Every ETF and managed fund charges an annual management expense ratio (MER) — a fee expressed as a percentage of assets under management. The fee is deducted from the fund's net asset value continuously, reducing your effective return each year.
- 1. MER reduces your net return. If a fund earns 8% gross and charges a 0.67% MER, your net return is 7.33%. That 0.67% compounds against you every year — on a growing balance.
- 2. Compounding amplifies small differences. On Year 1 of a $50,000 portfolio, 0.67% = $335. By Year 20, when the portfolio has grown to $300,000+, the same MER costs over $2,000 in a single year. Fees compound because they are charged on an ever-larger balance.

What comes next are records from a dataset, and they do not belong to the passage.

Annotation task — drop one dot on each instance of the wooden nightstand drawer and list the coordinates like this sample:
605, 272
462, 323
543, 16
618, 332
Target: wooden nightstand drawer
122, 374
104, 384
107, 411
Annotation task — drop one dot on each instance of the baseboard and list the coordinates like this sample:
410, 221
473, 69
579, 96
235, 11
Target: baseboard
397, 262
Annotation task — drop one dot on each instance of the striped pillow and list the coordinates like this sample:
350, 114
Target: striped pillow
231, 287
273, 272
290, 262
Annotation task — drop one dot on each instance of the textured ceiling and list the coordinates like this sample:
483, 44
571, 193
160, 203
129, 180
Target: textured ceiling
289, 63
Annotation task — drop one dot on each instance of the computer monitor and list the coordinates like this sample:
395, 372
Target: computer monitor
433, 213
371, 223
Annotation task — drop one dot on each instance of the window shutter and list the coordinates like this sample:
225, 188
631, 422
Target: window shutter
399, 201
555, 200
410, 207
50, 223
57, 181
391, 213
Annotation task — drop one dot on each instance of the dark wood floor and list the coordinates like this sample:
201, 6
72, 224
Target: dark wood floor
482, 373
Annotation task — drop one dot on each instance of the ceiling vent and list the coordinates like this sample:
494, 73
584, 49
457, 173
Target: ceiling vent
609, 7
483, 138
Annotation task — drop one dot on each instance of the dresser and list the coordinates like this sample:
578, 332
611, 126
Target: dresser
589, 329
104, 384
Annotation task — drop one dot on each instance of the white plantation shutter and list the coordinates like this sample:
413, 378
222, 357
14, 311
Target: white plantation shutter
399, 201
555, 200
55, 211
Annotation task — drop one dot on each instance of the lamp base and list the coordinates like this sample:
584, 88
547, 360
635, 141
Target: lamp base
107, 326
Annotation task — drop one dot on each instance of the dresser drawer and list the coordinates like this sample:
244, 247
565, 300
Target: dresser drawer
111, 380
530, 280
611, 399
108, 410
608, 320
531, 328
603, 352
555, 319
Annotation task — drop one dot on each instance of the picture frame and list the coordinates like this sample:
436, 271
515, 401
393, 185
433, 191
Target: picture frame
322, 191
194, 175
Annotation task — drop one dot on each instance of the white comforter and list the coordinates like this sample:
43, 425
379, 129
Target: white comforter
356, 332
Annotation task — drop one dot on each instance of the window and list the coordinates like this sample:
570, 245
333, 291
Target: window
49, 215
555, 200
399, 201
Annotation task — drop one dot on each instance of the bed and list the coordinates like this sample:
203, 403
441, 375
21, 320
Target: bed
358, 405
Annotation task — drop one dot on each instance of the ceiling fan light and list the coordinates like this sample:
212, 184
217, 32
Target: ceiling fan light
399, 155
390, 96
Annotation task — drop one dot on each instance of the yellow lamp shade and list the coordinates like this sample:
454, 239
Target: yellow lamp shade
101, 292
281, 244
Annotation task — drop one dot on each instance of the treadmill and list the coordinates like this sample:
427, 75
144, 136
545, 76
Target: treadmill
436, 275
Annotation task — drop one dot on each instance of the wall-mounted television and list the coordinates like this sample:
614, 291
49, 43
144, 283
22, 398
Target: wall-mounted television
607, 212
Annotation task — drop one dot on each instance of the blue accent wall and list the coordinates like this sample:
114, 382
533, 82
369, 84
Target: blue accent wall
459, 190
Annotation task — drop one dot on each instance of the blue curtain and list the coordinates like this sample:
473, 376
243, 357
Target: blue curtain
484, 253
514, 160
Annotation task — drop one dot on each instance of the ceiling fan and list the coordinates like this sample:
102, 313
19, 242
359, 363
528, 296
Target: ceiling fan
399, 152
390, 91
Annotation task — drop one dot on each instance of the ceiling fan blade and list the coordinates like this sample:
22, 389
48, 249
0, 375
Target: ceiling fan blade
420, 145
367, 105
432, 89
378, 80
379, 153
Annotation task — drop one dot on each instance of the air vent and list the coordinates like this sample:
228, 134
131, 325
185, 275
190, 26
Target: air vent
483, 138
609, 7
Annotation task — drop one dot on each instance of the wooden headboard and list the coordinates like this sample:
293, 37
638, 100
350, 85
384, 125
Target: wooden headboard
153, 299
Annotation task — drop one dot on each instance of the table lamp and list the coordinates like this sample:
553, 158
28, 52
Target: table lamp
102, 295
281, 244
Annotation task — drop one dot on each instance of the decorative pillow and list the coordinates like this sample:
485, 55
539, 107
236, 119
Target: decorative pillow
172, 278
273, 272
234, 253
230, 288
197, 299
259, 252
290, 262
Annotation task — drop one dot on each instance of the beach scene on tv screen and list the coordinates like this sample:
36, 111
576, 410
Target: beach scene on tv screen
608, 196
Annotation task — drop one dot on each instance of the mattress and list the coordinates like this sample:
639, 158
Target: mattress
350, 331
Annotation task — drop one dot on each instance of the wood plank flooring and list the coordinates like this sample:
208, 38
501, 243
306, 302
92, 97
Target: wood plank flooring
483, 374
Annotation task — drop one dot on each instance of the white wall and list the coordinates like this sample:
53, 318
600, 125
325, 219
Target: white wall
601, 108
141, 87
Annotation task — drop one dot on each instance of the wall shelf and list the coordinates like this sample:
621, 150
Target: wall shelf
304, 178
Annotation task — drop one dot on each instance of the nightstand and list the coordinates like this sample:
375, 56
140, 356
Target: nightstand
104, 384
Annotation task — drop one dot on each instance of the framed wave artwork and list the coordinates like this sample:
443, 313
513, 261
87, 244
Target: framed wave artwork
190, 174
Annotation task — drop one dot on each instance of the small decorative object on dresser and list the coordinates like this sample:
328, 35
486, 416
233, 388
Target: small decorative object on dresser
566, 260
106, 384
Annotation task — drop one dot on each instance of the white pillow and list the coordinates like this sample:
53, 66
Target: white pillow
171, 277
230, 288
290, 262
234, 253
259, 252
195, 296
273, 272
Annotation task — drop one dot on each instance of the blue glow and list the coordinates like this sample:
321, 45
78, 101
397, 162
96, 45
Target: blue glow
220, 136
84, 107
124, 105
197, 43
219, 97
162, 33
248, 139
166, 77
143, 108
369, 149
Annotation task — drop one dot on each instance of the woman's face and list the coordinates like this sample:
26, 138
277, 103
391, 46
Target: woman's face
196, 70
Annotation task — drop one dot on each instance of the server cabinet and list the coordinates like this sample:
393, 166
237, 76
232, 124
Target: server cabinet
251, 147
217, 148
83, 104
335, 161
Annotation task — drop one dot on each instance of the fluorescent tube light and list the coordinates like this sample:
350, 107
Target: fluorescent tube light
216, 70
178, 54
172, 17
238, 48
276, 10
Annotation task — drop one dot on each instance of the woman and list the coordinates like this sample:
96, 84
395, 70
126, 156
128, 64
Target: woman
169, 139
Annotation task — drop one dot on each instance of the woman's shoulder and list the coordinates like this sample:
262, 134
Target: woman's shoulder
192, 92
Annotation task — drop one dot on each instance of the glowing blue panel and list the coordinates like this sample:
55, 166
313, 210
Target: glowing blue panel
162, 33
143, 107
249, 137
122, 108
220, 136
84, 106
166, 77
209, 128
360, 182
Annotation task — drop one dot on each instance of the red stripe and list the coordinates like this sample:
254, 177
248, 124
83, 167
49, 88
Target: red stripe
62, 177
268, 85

- 3. Active funds vs. index ETFs. Broad-market Australian ETFs (VAS, IOZ, STW) charge 0.05%–0.20% MER. Actively managed funds typically charge 0.50%–1.50%. Decades of research suggest active funds rarely outperform their benchmark by enough to justify the higher MER.
- 4. Inside superannuation, fees matter even more. Super balances are larger and held for longer — a 0.5% fee difference inside super can cost $100,000+ over a 30-year career. ASIC's MoneySmart tools use similar projections to show fee drag in super.
- 5. How to minimise fee drag. Choose broad-market index ETFs with MERs below 0.20%. Avoid churning — brokerage and spreads add up. Consider a single diversified ETF (e.g. VDHG at 0.27%) over a multi-fund portfolio if it simplifies rebalancing.